Когда Колин, все еще с разинутым в судороге ртом, подхватил с земли нож, Клио тоже приподнялась и, стоя на коленях, стала ждать короткого заслуженного удара под сердце. Даже в темноте было видно, что он смотрит ей, может быть, впервые прямо в глаза; его горло издало наконец-то какой-то полухрип-полувсхлип, и, неожиданно развернувшись, он двинулся – сначала сбивчивым шажком, а потом трусцой, спотыкаясь и ссутулив спину, как побитое животное.

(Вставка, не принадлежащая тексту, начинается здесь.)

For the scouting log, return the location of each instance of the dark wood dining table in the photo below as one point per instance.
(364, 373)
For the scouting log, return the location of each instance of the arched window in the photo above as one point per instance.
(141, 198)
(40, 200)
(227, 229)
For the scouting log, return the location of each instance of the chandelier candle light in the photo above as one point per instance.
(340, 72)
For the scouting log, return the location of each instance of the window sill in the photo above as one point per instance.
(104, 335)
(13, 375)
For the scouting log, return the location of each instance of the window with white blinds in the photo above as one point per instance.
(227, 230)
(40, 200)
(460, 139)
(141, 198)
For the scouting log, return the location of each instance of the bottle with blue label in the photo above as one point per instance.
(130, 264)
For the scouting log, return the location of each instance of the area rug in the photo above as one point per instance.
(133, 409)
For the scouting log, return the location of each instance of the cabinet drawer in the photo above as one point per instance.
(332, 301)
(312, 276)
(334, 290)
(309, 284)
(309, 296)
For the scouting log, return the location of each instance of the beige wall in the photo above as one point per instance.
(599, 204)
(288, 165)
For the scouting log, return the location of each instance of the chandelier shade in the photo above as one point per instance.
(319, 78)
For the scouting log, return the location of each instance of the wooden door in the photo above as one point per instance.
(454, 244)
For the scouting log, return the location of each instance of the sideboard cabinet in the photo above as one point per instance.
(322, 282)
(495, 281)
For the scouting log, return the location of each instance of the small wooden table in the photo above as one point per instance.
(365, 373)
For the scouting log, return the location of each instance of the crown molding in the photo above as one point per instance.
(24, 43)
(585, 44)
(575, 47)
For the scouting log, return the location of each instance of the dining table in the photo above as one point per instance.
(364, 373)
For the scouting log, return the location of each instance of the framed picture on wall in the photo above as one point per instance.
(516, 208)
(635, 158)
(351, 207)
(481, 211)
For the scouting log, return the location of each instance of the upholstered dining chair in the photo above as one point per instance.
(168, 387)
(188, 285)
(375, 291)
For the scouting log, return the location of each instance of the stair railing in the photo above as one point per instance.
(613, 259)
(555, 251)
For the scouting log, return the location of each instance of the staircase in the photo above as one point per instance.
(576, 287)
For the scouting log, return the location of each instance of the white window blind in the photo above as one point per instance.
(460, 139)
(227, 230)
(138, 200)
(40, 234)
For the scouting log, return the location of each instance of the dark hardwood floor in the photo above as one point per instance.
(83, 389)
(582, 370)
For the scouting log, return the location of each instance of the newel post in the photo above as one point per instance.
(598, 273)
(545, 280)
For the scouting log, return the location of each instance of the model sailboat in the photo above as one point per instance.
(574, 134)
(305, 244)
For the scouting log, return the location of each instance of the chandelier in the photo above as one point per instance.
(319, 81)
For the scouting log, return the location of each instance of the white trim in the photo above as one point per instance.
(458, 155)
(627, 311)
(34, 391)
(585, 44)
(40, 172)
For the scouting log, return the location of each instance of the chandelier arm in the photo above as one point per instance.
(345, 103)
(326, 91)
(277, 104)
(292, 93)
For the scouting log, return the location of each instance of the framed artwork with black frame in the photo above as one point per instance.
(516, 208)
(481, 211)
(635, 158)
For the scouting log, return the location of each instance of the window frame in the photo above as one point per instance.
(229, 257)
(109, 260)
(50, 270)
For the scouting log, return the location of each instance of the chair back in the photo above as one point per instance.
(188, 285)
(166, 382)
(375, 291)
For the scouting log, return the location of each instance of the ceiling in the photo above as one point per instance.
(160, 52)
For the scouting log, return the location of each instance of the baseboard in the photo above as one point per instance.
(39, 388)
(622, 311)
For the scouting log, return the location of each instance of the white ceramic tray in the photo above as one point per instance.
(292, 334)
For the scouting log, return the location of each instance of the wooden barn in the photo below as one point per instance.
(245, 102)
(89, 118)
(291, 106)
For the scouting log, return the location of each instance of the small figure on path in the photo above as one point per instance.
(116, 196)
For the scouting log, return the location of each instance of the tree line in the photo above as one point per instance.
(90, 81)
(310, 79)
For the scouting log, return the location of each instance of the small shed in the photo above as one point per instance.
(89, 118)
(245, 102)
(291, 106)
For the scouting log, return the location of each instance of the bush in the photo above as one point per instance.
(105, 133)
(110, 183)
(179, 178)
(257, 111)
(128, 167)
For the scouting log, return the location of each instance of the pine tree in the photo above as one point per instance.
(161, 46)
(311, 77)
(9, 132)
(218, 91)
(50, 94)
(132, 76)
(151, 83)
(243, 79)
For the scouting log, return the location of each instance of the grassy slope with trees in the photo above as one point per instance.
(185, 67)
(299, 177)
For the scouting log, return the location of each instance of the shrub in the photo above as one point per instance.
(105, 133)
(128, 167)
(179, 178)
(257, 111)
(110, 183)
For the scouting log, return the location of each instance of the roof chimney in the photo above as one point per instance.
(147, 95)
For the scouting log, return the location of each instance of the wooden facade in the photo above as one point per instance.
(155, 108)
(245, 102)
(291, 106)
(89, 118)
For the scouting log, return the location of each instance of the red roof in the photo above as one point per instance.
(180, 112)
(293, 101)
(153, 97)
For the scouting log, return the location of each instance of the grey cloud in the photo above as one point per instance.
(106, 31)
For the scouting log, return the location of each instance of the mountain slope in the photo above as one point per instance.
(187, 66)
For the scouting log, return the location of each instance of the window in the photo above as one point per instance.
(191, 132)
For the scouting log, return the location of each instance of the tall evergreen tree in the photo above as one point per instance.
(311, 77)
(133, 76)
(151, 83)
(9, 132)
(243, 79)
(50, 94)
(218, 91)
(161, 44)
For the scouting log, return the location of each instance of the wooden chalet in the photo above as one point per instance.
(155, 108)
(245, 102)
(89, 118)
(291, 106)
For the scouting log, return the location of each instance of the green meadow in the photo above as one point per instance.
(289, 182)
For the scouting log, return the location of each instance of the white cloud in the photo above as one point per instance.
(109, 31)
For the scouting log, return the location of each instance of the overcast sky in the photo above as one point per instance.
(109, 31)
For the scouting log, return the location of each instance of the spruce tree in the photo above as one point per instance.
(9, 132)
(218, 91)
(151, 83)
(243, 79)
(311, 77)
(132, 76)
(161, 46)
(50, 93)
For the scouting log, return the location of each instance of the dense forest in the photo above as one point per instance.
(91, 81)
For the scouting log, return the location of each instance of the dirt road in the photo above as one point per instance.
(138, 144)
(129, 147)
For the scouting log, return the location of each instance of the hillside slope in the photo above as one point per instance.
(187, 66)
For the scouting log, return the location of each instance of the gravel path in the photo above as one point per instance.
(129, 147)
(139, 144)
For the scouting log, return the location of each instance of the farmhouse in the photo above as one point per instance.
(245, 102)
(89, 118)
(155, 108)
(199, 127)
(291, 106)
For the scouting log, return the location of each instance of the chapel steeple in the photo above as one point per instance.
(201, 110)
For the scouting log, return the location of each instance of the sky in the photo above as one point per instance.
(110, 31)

Клио поднялась с колен, медленно, с механической тщательностью оправила юбку, попыталась приладить шов разодранной блузки и наконец стала застегивать на все пуговицы, до самого горла, вымазанное асфальтовой изморозью пальто. Она нагнулась за сумочкой, когда рука ее, шарящая в темноте по асфальту, наткнулась на измочаленную и скомканную обертку. «Jean-Jacques Rousseau: Confessions», – прочла она в отсветах фонаря на обложке книги, извлеченной из клочьев оберточной бумаги. Эгалитэ, фратернитэ и либертэ – и свобода, и равенство, и братство. Или в другом порядке? Во всем виноват общественный порядок. Она вспомнила – этот провозвестник Французской революции учил тому, что во всем виновато общество. Общество делает нас такими, а сами мы не виноваты. Руссо должен быть доволен, что послужил в эту ночь подстилкой для человеческого унижения. Он не виноват. Мы виноваты. С обложки книги смутно улыбалось хорошо откормленное лицо французского мыслителя, совершенно непохожее на лицо его убогого британского поклонника, потратившего на эту исповедь свои последние деньги во имя воспитания своего потомка в духе гуманизма.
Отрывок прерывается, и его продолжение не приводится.